The arrow storm. 5,000 longbows, 10 arrows per minute. The sky went dark. The French never had a chance to close.
The Mud
Then the mud did what the arrows couldn’t finish.
The first French line — thousands of dismounted knights in 60 pounds of plate armor — tried to advance 300 yards across a freshly plowed, rain-soaked field under continuous arrow fire. The mud was ankle-deep. In places, it was knee-deep. Men in full plate sank to their shins with every step. They were exhausted before they reached the English line.
The field narrowed as they advanced (funneled by the woods), compressing the French into an ever-tighter mass. Men couldn’t raise their arms to fight. They couldn’t swing their weapons. They were packed so tightly that those who fell couldn’t get up — and the men behind them tripped over the fallen and went down too. Within minutes, the front of the French advance was a writhing, struggling pile of armored men drowning in mud.
The English men-at-arms met the remnants of the French first line and drove them back into the second line, which was still trying to advance. The collision was catastrophic. The French were literally suffocating in their own armor, unable to move, unable to breathe, unable to fight.
The English archers — lightly armored and nimble — abandoned their bows, picked up mallets, axes, and swords, and waded into the pileup. They used rondel daggers to stab through visors and armpits. They used mallets to batter men to death on the ground. It was not a battle. It was a slaughter.

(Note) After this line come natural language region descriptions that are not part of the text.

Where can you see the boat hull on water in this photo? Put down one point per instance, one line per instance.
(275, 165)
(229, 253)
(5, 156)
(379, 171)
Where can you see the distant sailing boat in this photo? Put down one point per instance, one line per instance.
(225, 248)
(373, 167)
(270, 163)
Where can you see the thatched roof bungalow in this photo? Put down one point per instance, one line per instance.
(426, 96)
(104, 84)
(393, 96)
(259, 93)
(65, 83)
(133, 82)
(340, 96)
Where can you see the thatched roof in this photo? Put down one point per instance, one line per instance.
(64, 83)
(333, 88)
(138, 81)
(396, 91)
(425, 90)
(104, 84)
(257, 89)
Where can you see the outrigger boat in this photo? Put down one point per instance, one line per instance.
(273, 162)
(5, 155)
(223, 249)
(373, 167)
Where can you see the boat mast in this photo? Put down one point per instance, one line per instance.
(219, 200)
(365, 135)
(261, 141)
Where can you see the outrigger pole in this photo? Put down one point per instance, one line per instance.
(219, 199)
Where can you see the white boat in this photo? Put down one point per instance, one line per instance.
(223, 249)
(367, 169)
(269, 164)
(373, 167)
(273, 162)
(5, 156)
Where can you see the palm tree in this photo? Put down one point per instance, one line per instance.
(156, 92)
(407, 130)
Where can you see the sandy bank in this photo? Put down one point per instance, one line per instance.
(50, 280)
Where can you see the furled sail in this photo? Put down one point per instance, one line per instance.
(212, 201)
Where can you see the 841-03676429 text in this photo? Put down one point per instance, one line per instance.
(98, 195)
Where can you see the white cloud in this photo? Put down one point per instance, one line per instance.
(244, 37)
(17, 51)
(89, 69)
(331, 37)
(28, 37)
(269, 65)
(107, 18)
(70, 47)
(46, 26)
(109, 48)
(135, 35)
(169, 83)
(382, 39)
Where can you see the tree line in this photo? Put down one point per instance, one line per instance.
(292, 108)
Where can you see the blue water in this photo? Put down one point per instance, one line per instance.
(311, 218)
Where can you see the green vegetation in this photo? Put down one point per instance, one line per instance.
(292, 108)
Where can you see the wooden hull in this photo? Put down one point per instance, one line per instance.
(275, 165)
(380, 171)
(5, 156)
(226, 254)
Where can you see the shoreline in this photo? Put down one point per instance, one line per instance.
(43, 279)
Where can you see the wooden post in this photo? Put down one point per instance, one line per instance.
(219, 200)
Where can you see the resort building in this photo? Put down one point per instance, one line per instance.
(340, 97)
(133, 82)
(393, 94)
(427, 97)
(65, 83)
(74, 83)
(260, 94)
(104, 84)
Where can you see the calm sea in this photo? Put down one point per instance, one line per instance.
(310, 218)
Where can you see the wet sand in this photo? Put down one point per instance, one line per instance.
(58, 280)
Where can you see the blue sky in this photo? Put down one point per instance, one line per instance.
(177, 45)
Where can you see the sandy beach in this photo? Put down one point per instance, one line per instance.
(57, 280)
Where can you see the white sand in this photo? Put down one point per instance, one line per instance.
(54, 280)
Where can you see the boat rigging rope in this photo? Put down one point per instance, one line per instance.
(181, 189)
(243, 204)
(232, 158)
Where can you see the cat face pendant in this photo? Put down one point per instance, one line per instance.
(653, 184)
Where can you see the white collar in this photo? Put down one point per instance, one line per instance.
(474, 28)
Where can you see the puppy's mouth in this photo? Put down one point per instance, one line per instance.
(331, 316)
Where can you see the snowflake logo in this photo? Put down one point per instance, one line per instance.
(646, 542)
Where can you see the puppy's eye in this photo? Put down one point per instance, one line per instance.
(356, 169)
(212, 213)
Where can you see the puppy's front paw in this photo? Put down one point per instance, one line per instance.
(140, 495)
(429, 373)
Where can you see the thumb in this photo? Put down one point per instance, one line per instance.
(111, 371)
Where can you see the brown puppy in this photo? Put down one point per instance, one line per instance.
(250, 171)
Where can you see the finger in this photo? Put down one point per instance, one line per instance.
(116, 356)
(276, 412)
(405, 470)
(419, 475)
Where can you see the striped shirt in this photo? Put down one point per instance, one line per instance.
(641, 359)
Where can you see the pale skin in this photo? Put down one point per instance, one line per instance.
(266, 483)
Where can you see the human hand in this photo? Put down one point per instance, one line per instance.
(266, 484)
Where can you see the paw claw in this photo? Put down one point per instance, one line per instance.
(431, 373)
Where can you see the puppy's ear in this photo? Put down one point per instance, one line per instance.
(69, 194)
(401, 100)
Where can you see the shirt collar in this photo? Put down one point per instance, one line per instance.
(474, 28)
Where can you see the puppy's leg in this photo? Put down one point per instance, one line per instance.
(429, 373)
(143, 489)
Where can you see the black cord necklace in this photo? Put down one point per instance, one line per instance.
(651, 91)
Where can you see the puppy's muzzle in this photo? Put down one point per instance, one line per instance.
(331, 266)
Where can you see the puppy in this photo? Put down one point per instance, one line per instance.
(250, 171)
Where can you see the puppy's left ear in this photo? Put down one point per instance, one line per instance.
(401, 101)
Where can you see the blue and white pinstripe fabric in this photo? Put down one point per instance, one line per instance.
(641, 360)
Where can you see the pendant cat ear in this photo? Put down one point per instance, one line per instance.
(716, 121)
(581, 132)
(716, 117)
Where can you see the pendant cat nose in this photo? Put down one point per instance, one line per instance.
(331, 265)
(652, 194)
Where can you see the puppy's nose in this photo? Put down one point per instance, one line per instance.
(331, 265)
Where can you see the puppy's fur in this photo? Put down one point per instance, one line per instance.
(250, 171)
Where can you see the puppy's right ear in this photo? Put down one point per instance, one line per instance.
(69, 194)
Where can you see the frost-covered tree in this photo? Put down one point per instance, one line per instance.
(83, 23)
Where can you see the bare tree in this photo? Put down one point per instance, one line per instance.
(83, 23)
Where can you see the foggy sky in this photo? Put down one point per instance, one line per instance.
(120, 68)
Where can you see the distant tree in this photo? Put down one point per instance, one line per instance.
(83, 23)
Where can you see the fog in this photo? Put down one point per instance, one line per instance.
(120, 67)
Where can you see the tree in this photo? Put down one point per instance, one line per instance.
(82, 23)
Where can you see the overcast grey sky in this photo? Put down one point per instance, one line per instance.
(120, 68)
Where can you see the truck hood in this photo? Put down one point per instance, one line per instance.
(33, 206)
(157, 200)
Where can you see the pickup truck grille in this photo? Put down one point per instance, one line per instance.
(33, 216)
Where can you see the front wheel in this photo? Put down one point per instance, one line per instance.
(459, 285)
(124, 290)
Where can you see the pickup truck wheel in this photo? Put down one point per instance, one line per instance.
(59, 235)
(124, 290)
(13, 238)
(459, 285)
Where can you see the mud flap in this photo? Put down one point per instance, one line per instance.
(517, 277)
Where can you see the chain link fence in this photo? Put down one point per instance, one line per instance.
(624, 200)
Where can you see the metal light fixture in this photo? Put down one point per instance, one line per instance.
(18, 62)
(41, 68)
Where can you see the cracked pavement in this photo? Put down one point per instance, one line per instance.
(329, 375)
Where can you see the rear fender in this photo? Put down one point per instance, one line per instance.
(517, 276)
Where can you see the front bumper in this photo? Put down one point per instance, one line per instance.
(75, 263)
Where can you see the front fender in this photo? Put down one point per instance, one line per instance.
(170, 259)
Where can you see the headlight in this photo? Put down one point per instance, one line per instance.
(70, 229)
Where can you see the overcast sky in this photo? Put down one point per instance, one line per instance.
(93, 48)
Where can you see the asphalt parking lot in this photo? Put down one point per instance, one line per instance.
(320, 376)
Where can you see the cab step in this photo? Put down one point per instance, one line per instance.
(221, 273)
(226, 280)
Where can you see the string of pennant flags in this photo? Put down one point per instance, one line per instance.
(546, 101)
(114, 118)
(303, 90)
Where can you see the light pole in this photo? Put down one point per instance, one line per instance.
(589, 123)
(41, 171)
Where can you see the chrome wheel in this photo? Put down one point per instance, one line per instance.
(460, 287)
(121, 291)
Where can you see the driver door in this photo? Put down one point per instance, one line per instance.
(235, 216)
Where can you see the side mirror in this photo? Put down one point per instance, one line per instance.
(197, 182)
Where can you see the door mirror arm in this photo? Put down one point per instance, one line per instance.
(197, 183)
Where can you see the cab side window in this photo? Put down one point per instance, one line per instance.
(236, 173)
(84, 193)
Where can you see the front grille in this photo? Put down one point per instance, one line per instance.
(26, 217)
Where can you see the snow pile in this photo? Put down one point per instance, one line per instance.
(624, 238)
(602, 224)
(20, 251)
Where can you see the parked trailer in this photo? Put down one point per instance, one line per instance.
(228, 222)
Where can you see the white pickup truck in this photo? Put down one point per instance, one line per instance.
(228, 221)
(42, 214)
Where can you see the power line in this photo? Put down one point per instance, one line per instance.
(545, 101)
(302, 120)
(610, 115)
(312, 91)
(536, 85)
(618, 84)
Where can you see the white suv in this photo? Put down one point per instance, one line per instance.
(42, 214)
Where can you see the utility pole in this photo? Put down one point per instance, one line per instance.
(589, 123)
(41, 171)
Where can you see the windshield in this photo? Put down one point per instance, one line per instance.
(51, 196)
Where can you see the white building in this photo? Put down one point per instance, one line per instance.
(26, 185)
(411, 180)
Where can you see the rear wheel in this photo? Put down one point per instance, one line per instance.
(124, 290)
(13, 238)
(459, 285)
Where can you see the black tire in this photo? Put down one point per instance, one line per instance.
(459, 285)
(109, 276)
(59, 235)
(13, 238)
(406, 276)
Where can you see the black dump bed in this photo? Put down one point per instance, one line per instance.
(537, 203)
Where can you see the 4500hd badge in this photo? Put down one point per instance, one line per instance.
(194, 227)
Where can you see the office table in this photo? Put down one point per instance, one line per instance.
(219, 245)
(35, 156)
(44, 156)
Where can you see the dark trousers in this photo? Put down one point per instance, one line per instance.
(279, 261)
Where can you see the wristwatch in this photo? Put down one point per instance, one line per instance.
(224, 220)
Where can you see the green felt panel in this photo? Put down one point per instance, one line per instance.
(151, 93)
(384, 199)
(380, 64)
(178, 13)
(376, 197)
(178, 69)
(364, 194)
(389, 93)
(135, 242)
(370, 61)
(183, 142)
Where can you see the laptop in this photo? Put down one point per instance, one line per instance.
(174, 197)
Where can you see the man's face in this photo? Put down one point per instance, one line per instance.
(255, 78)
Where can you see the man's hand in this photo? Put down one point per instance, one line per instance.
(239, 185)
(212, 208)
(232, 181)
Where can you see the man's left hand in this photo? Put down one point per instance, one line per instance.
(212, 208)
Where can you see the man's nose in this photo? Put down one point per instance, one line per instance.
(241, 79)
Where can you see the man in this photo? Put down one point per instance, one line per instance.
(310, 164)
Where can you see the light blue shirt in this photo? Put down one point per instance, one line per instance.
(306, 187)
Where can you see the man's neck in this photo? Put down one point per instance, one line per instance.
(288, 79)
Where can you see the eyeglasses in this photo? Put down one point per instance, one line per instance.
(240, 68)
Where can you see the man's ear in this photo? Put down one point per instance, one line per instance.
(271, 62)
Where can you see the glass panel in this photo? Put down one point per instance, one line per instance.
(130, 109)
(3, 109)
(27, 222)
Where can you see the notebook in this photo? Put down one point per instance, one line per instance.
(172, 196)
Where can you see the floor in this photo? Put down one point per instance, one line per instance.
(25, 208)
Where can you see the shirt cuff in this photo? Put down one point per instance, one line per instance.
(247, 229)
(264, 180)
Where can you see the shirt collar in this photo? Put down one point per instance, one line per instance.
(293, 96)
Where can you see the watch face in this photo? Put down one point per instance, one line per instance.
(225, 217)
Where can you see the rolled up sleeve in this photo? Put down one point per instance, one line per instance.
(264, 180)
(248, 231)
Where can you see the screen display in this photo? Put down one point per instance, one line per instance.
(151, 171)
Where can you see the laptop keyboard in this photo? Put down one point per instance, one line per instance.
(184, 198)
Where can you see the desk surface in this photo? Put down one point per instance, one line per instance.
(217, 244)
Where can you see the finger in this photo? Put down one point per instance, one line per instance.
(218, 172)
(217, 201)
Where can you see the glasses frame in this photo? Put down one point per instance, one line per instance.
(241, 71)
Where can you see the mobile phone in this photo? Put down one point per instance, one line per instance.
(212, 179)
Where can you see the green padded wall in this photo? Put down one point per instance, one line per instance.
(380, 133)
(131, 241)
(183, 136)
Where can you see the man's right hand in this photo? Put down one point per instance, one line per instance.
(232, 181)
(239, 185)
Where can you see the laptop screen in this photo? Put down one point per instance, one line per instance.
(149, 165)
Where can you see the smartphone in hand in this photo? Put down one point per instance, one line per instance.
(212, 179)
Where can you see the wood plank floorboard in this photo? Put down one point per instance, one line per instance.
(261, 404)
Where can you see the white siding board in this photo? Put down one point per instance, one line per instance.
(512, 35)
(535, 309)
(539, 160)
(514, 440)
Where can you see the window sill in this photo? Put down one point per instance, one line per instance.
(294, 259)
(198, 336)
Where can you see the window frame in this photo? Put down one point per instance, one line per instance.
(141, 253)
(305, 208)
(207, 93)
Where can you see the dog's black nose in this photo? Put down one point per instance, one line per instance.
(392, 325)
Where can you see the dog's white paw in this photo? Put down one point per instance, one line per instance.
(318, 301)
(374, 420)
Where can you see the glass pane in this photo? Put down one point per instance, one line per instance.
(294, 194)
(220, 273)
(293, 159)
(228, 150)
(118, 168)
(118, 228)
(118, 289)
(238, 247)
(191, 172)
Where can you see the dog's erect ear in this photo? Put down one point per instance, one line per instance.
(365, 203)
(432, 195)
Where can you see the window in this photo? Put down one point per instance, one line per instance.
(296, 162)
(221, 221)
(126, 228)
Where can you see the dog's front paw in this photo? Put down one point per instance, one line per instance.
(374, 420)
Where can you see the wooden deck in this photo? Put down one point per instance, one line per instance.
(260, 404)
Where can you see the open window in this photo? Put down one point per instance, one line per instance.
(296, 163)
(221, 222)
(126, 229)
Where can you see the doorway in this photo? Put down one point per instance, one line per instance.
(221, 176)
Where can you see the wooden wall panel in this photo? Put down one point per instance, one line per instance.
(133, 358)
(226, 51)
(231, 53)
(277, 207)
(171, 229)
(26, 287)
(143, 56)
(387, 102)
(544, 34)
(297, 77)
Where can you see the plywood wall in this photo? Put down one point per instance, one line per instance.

The mud was the real killer. French knights in 60 pounds of plate sank to their knees. Those who fell couldn’t get up. Those behind them fell on top.
The Butcher’s Bill
The battle lasted approximately three hours. When it was over, the French had suffered one of the most devastating defeats in medieval military history.
Six thousand French soldiers were dead — most of them nobility. The Constable of France, Charles d’Albret, was killed. The Duke of Alençon was killed. The Duke of Bar was killed. Three dukes, five counts, and over 90 barons died on that field. An additional 700 to 2,200 were captured, including the Marshal of France, Jean II Le Maingre.
English losses: approximately 112 identified dead, perhaps up to 600 total. Among them was Edward, Duke of York, who may have been smothered in the crush rather than killed by enemy action.
Henry V marched his army to Calais and sailed for England in triumph. He had achieved what no one thought possible: a starving, diseased army of commoner archers had destroyed the finest heavy cavalry in Europe.

The aftermath. 6,000 French dead — three dukes, five counts, ninety barons. The flower of French chivalry, face-down in the mud.
Why It Matters
Agincourt didn’t end the Hundred Years’ War — that dragged on for another 38 years until Joan of Arc and French artillery finally turned the tide. But Agincourt ended something bigger: the idea that armored cavalry was the dominant force on the battlefield.
For 500 years, the mounted knight in heavy armor had been the king of European warfare. Agincourt proved that a well-trained commoner with a longbow could kill a knight at 200 yards for the cost of a shilling’s worth of ash and goose feathers. Armored cavalry would continue to exist for centuries, but after Agincourt, everyone knew they were vulnerable. The age of the knight was ending. The age of the infantryman — and eventually, the age of gunpowder — was beginning.
Shakespeare immortalized the battle in Henry V, writing the St. Crispin’s Day speech that has inspired soldiers for 400 years. But the real speech that mattered was simpler. According to contemporary accounts, when told how many French faced him, Henry replied: “I would not wish a single man more. If God gives us victory, it will be plain that we owe it to His grace. If not, the fewer we are, the less loss to England.”
Five thousand archers with wooden bows and sharpened sticks defeated the greatest army in Europe. The mud helped. But it was the longbow that did the killing.

Henry V after the victory. “Non nobis, Domine” — Not unto us, O Lord, but unto Thy name give glory.